I think in a changing world, in a changing society, we see obviously a much greater emphasis on technology, electronic communication and communication with children that is not person‑to‑person in reality but may be person‑to‑person through technological means and electronic means. Therefore in making sure that our children are secure and safe when interacting online with those that are teaching or interacting with them in a professional capacity as well, and in a caring capacity, be it online or through technology, making sure that those people also go through the working with children checks is vital because we live in a world where, whilst electronic technology is fabulous — it enables us to do amazing things — technology can also be used for evil, and that evil can be predatory behaviour towards children. Therefore, in the same vein as person‑to‑person contact, whether that be teaching, at creches, at kindergartens or at kids groups or organisations where interaction with children occurs, we need to make sure that those safeguards are in place for people who are interacting with those children in a professional capacity through technological and online means.

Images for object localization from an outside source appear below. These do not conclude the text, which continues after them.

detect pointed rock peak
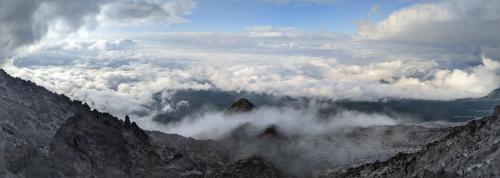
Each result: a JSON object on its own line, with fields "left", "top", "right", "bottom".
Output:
{"left": 124, "top": 115, "right": 131, "bottom": 127}
{"left": 227, "top": 98, "right": 255, "bottom": 113}
{"left": 258, "top": 125, "right": 282, "bottom": 139}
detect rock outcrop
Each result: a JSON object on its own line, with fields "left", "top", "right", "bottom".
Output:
{"left": 49, "top": 110, "right": 288, "bottom": 178}
{"left": 0, "top": 69, "right": 89, "bottom": 177}
{"left": 0, "top": 69, "right": 287, "bottom": 178}
{"left": 323, "top": 105, "right": 500, "bottom": 178}
{"left": 226, "top": 98, "right": 255, "bottom": 113}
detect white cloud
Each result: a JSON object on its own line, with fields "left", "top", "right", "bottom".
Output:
{"left": 0, "top": 0, "right": 197, "bottom": 58}
{"left": 359, "top": 0, "right": 500, "bottom": 46}
{"left": 2, "top": 35, "right": 499, "bottom": 122}
{"left": 158, "top": 107, "right": 400, "bottom": 139}
{"left": 0, "top": 0, "right": 102, "bottom": 56}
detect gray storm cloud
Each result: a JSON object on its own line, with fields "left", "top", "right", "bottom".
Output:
{"left": 0, "top": 0, "right": 196, "bottom": 58}
{"left": 0, "top": 0, "right": 102, "bottom": 56}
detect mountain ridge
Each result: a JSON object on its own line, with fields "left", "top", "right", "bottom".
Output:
{"left": 320, "top": 105, "right": 500, "bottom": 177}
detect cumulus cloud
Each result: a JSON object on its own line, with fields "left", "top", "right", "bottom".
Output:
{"left": 2, "top": 34, "right": 499, "bottom": 123}
{"left": 0, "top": 0, "right": 196, "bottom": 58}
{"left": 359, "top": 0, "right": 500, "bottom": 46}
{"left": 0, "top": 0, "right": 102, "bottom": 56}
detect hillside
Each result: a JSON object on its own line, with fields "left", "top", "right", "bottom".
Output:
{"left": 320, "top": 106, "right": 500, "bottom": 177}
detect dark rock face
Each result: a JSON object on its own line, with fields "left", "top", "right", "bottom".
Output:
{"left": 218, "top": 156, "right": 286, "bottom": 178}
{"left": 49, "top": 110, "right": 288, "bottom": 178}
{"left": 258, "top": 125, "right": 281, "bottom": 138}
{"left": 0, "top": 69, "right": 287, "bottom": 178}
{"left": 50, "top": 111, "right": 158, "bottom": 178}
{"left": 226, "top": 98, "right": 255, "bottom": 113}
{"left": 324, "top": 106, "right": 500, "bottom": 178}
{"left": 0, "top": 69, "right": 89, "bottom": 177}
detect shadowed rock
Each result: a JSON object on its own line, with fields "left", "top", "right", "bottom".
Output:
{"left": 326, "top": 105, "right": 500, "bottom": 178}
{"left": 227, "top": 98, "right": 256, "bottom": 113}
{"left": 49, "top": 110, "right": 289, "bottom": 178}
{"left": 258, "top": 125, "right": 282, "bottom": 139}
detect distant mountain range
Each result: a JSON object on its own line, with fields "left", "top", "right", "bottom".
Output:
{"left": 150, "top": 88, "right": 500, "bottom": 123}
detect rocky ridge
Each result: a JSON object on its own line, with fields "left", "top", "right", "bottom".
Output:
{"left": 49, "top": 110, "right": 286, "bottom": 178}
{"left": 0, "top": 69, "right": 91, "bottom": 177}
{"left": 320, "top": 106, "right": 500, "bottom": 177}
{"left": 0, "top": 70, "right": 288, "bottom": 178}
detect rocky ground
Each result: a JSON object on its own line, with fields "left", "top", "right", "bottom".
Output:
{"left": 320, "top": 106, "right": 500, "bottom": 178}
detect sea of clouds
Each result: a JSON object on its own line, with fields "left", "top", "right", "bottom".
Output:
{"left": 1, "top": 0, "right": 499, "bottom": 135}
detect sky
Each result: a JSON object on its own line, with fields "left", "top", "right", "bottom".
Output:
{"left": 98, "top": 0, "right": 416, "bottom": 33}
{"left": 0, "top": 0, "right": 499, "bottom": 121}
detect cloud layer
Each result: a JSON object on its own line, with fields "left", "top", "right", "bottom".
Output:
{"left": 2, "top": 35, "right": 499, "bottom": 122}
{"left": 1, "top": 0, "right": 499, "bottom": 132}
{"left": 158, "top": 106, "right": 401, "bottom": 139}
{"left": 359, "top": 0, "right": 500, "bottom": 46}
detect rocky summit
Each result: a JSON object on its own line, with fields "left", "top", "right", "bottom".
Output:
{"left": 226, "top": 98, "right": 256, "bottom": 113}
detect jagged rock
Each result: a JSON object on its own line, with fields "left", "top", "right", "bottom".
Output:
{"left": 49, "top": 110, "right": 289, "bottom": 178}
{"left": 0, "top": 69, "right": 288, "bottom": 178}
{"left": 226, "top": 98, "right": 255, "bottom": 113}
{"left": 326, "top": 106, "right": 500, "bottom": 178}
{"left": 124, "top": 115, "right": 131, "bottom": 127}
{"left": 50, "top": 111, "right": 165, "bottom": 178}
{"left": 0, "top": 69, "right": 90, "bottom": 177}
{"left": 217, "top": 156, "right": 288, "bottom": 178}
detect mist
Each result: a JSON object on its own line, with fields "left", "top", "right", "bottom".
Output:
{"left": 135, "top": 105, "right": 440, "bottom": 177}
{"left": 158, "top": 106, "right": 401, "bottom": 139}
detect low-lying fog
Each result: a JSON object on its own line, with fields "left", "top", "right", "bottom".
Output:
{"left": 140, "top": 105, "right": 451, "bottom": 177}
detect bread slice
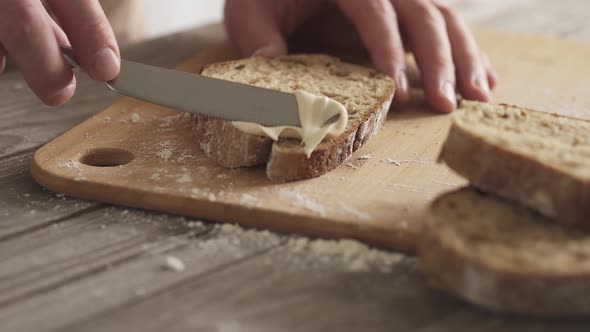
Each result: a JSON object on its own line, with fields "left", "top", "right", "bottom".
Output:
{"left": 439, "top": 101, "right": 590, "bottom": 229}
{"left": 192, "top": 55, "right": 395, "bottom": 181}
{"left": 420, "top": 188, "right": 590, "bottom": 317}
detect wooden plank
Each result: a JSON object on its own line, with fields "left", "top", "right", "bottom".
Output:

The other thing is, I think, the enforcement. Having come from a healthcare background myself originally but also as an auditor of organisations across the board and certainly organisations that impact children, knowing that those checks and balances are in place is often an assurance and an insurance for children. But I guess something that I have wondered about from time to time is the adequacy of those checks in their ability to delve further as needed on those checks — to make sure that there is possible identification of someone who may be a predator or, as may be the case, may be involved in suspicious behaviour or activities where others may be concerned. The ability to compel further information to be provided, I think, is a positive step absolutely in terms of making sure any further inquiries and further assurances can be provided in the name of safety and protection of our children.

Being a mother, you always try to see the good in people. Certainly with those people who teach your children, who provide care to your children and who interact with your children, as a parent you want to be sure. You want to know that the people who are interacting with your child are actually pure in the sense of not having any ulterior motives in that. Whilst we give other people the benefit of the doubt, I guess what you are always looking for is some protection, and I think as legislators it is our job to make sure that vulnerable people are protected in that sense and are, if you like, firewalled from the behaviour of those who might actually seek to harm their kids.

The scars that people endure we certainly saw through the Betrayal of Trust report and certainly through the hearings of that inquiry, and I expect it is similar with the commonwealth royal commission. There are heartbreaking stories of children who have been exposed to those who have groomed them or to those who have offended against them sexually and have perpetrated horrid and abhorrent crimes upon children. Children need protection. Our job, where society is not always able to offer protections, is to actually step in and legislate and to step in in a proactive way, from a preventative perspective. Certainly working with children checks have been put in as a preventative program — as a preventative check and balance to make sure that those who may interact with children are actually vetted properly beforehand.

I guess one thing that has also not concerned me but that I have queried in my mind are the ongoing checks. In between those working with children checks, if there is an opportunity or if a person has undertaken an abuse of a child or an abuse of trust in any circumstance, how does that information then actually come back to the employer? I guess it is one of those conundrums that we look at and say, ‘Okay, for a period of time, when you need to report, as well as producing further evidence that there have not been any wrongs in the first place, we must make sure that anything might be picked up in a timely manner’. At the end of the day, as I said earlier, prevention is what we aim for. Working with children checks are about prevention, and we must protect our children.